On our journey from Ithaca to Texas to Africa, we've collected a few things along the way. However, none have been so helpful and used to such benefit than one spontaneous and
seemingly insignificant gift from a friend in up-state New York. It's a little nicely bound pocket notebook.
It's lime green so it's easy to see, and the cover is bound so you can slip it into your back pocket quick and easy. I had no idea that armed with this notebook and a pencil I was well prepared for Africa.
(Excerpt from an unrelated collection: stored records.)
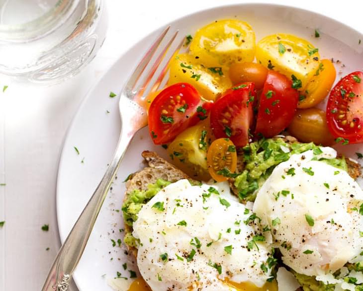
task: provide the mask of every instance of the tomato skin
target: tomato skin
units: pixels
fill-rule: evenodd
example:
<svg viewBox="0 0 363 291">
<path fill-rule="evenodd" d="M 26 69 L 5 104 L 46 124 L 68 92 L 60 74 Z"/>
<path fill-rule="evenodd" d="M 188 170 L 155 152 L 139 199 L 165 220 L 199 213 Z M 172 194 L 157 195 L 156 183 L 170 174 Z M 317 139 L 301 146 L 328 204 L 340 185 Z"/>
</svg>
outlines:
<svg viewBox="0 0 363 291">
<path fill-rule="evenodd" d="M 317 108 L 298 109 L 288 128 L 289 133 L 303 143 L 331 146 L 334 138 L 328 128 L 325 112 Z"/>
<path fill-rule="evenodd" d="M 188 83 L 167 87 L 153 101 L 149 110 L 149 131 L 154 143 L 170 143 L 187 128 L 205 119 L 212 104 L 202 100 Z"/>
<path fill-rule="evenodd" d="M 327 105 L 330 132 L 350 144 L 363 142 L 363 72 L 358 71 L 342 79 L 333 88 Z"/>
<path fill-rule="evenodd" d="M 255 99 L 254 84 L 245 83 L 227 90 L 217 99 L 210 112 L 210 125 L 216 138 L 228 138 L 237 146 L 247 145 Z"/>
<path fill-rule="evenodd" d="M 229 77 L 233 84 L 252 82 L 256 89 L 259 90 L 264 87 L 267 72 L 267 69 L 260 64 L 236 63 L 229 69 Z"/>
<path fill-rule="evenodd" d="M 265 138 L 278 134 L 290 124 L 298 101 L 297 91 L 283 75 L 269 71 L 260 99 L 255 133 Z"/>
<path fill-rule="evenodd" d="M 320 103 L 332 89 L 336 76 L 335 68 L 330 60 L 322 60 L 303 92 L 305 98 L 299 102 L 297 107 L 310 108 Z"/>
<path fill-rule="evenodd" d="M 217 182 L 227 180 L 227 177 L 218 174 L 218 172 L 223 169 L 231 173 L 236 171 L 237 155 L 233 143 L 229 139 L 218 139 L 214 141 L 208 149 L 207 163 L 212 178 Z"/>
</svg>

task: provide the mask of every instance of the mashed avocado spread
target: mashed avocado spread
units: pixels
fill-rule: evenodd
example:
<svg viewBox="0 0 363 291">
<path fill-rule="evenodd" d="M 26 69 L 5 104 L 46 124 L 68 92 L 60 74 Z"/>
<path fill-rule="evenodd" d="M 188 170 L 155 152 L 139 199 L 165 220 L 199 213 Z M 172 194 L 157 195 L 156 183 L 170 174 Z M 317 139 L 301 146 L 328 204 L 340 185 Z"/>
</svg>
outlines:
<svg viewBox="0 0 363 291">
<path fill-rule="evenodd" d="M 312 143 L 287 144 L 280 138 L 262 139 L 243 147 L 245 166 L 243 171 L 236 177 L 234 181 L 240 199 L 255 201 L 257 190 L 270 176 L 276 166 L 287 160 L 293 154 L 301 153 L 310 149 L 313 149 L 317 154 L 320 153 L 321 151 L 319 146 Z M 344 157 L 321 158 L 319 160 L 347 170 Z"/>
<path fill-rule="evenodd" d="M 132 227 L 134 221 L 137 219 L 137 214 L 143 205 L 169 184 L 170 182 L 163 179 L 158 179 L 154 184 L 148 185 L 147 190 L 141 191 L 135 189 L 128 193 L 127 198 L 124 202 L 122 208 L 125 223 Z M 131 232 L 127 232 L 125 234 L 124 242 L 130 247 L 137 247 L 136 240 L 132 236 Z"/>
</svg>

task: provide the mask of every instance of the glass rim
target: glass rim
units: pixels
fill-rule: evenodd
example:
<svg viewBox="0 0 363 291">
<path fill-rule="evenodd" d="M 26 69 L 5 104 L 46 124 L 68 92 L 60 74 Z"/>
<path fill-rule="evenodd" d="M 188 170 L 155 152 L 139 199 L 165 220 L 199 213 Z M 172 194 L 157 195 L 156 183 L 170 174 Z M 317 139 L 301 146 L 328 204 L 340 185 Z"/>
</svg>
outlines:
<svg viewBox="0 0 363 291">
<path fill-rule="evenodd" d="M 0 24 L 0 43 L 29 42 L 43 37 L 66 21 L 79 2 L 79 0 L 58 0 L 35 19 L 19 24 Z"/>
</svg>

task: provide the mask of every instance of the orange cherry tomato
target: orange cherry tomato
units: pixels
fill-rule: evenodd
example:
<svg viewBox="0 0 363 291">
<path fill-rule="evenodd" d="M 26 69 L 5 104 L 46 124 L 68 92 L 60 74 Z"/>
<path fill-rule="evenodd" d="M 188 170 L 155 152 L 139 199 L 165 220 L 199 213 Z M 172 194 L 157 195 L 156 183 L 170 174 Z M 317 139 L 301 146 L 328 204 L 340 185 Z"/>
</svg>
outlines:
<svg viewBox="0 0 363 291">
<path fill-rule="evenodd" d="M 207 153 L 207 164 L 209 174 L 217 182 L 227 179 L 223 172 L 233 173 L 237 166 L 236 147 L 229 139 L 218 139 L 210 145 Z"/>
<path fill-rule="evenodd" d="M 328 128 L 325 112 L 317 108 L 298 109 L 288 128 L 288 132 L 303 143 L 330 146 L 334 138 Z"/>
<path fill-rule="evenodd" d="M 321 102 L 327 97 L 335 80 L 336 73 L 332 62 L 321 60 L 305 91 L 300 95 L 298 108 L 310 108 Z"/>
<path fill-rule="evenodd" d="M 268 70 L 262 65 L 256 63 L 236 63 L 229 69 L 229 77 L 234 84 L 253 82 L 256 90 L 264 87 Z"/>
</svg>

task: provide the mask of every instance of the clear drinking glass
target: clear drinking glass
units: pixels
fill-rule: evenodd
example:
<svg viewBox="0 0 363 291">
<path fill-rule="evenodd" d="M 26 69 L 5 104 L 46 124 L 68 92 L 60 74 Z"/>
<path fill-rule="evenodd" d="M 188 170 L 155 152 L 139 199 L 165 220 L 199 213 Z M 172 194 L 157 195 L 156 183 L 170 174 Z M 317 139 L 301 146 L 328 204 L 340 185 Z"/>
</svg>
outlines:
<svg viewBox="0 0 363 291">
<path fill-rule="evenodd" d="M 0 73 L 35 82 L 73 76 L 102 45 L 102 0 L 0 0 Z"/>
</svg>

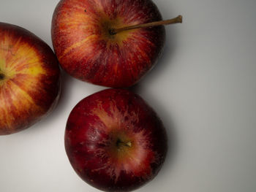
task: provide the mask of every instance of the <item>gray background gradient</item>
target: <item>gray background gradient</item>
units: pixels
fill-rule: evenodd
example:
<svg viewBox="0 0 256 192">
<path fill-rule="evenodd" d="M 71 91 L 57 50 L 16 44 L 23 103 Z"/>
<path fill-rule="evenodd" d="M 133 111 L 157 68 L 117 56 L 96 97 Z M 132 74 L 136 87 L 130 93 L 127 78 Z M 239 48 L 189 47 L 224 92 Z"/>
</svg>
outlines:
<svg viewBox="0 0 256 192">
<path fill-rule="evenodd" d="M 0 20 L 52 47 L 58 0 L 0 0 Z M 166 45 L 134 90 L 162 119 L 172 150 L 158 176 L 137 191 L 256 191 L 256 1 L 154 0 Z M 1 37 L 0 37 L 1 38 Z M 62 96 L 48 118 L 0 137 L 1 192 L 93 192 L 67 158 L 64 133 L 72 107 L 105 88 L 63 74 Z M 172 136 L 172 137 L 171 137 Z"/>
</svg>

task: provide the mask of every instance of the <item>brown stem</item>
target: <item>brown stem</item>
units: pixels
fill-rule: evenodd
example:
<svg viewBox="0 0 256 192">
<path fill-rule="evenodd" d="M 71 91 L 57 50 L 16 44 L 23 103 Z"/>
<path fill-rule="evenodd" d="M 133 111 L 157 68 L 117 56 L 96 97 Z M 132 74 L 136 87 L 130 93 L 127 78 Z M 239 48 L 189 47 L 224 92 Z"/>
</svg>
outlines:
<svg viewBox="0 0 256 192">
<path fill-rule="evenodd" d="M 1 74 L 1 73 L 0 73 L 0 80 L 4 80 L 4 74 Z"/>
<path fill-rule="evenodd" d="M 165 25 L 181 23 L 182 23 L 182 16 L 178 15 L 178 17 L 170 20 L 154 21 L 151 23 L 144 23 L 144 24 L 138 24 L 138 25 L 135 25 L 131 26 L 126 26 L 120 28 L 112 28 L 110 30 L 110 34 L 114 35 L 114 34 L 116 34 L 117 33 L 127 31 L 127 30 L 131 30 L 131 29 L 135 29 L 135 28 L 140 28 L 153 27 L 153 26 L 165 26 Z"/>
</svg>

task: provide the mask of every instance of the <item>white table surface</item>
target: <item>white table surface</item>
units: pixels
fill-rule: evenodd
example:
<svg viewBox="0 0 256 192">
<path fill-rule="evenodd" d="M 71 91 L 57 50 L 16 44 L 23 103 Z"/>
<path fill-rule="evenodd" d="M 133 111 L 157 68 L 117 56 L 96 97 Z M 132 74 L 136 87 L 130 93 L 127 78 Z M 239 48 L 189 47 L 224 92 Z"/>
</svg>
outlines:
<svg viewBox="0 0 256 192">
<path fill-rule="evenodd" d="M 0 0 L 0 20 L 20 26 L 52 47 L 58 0 Z M 155 68 L 135 91 L 157 112 L 169 153 L 158 176 L 137 191 L 256 190 L 256 1 L 154 0 L 167 41 Z M 1 38 L 1 37 L 0 37 Z M 57 108 L 30 128 L 0 137 L 1 192 L 94 192 L 69 163 L 67 118 L 84 97 L 105 88 L 64 74 Z"/>
</svg>

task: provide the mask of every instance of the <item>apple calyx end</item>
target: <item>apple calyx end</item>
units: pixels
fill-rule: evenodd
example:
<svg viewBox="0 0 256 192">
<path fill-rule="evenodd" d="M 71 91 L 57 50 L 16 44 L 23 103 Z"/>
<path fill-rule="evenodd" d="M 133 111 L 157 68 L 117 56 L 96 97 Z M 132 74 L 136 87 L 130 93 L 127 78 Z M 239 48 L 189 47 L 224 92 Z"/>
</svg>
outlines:
<svg viewBox="0 0 256 192">
<path fill-rule="evenodd" d="M 123 142 L 121 139 L 117 139 L 116 142 L 116 147 L 118 147 L 118 149 L 121 148 L 122 147 L 132 147 L 132 142 Z"/>
</svg>

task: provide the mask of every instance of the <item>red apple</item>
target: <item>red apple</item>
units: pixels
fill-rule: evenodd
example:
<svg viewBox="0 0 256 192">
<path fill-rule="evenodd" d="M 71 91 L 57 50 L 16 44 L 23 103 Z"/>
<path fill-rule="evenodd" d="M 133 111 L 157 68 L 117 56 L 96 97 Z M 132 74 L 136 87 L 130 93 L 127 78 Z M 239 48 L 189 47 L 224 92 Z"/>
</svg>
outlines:
<svg viewBox="0 0 256 192">
<path fill-rule="evenodd" d="M 53 16 L 53 45 L 72 76 L 103 86 L 129 87 L 156 64 L 165 32 L 162 26 L 123 28 L 160 20 L 151 0 L 61 0 Z"/>
<path fill-rule="evenodd" d="M 42 40 L 0 23 L 0 135 L 18 132 L 48 114 L 57 102 L 60 70 Z"/>
<path fill-rule="evenodd" d="M 138 95 L 108 89 L 71 112 L 65 147 L 77 174 L 102 191 L 129 191 L 152 180 L 167 150 L 156 112 Z"/>
</svg>

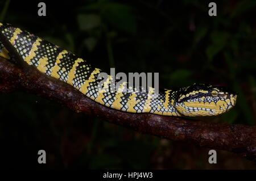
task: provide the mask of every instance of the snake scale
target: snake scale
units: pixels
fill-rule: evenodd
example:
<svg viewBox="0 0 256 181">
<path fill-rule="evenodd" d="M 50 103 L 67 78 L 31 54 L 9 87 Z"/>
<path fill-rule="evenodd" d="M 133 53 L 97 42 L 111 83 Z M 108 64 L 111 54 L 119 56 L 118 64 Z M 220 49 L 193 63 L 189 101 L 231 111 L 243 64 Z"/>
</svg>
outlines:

This past 2 months we have worked, prayed, worshiped, laughed, and ate African food with our African brothers and sisters from Benin, Togo and Sierra Leone, and we have discovered that networking is life. That little notebook in my back pocket to write a phone number, or an email address, or to write a map of where to go, or to draw a little picture for a child, or to make a little business card on the spot and rip it out to hand to a new acquaintance is like gold. Initially, I thought exchanging contact info with someone you have talked to for just 10 minutes was a bit absurd. Then, I thought it was just a cultural formality. After further reflection and asking a few people about it, I realized the truth. Everything is in who you know. The more contacts in the more places, the better. I heard stories of people who travel Africa and call on their friends when in need of help at borders, or when they have no money, or if they've been robbed. When you're in someone's book, you're on call for them. I now have a book of my own full of important contacts from all around West Africa, and I look forward to the time I can call on them when I'm nearby. I trust my little address book will continue to be the most valuable thing in my pocket while we work in Africa, and I bet I will be filling many many little books in the future.

Some new friends in the Team house garden in Lome, Togo.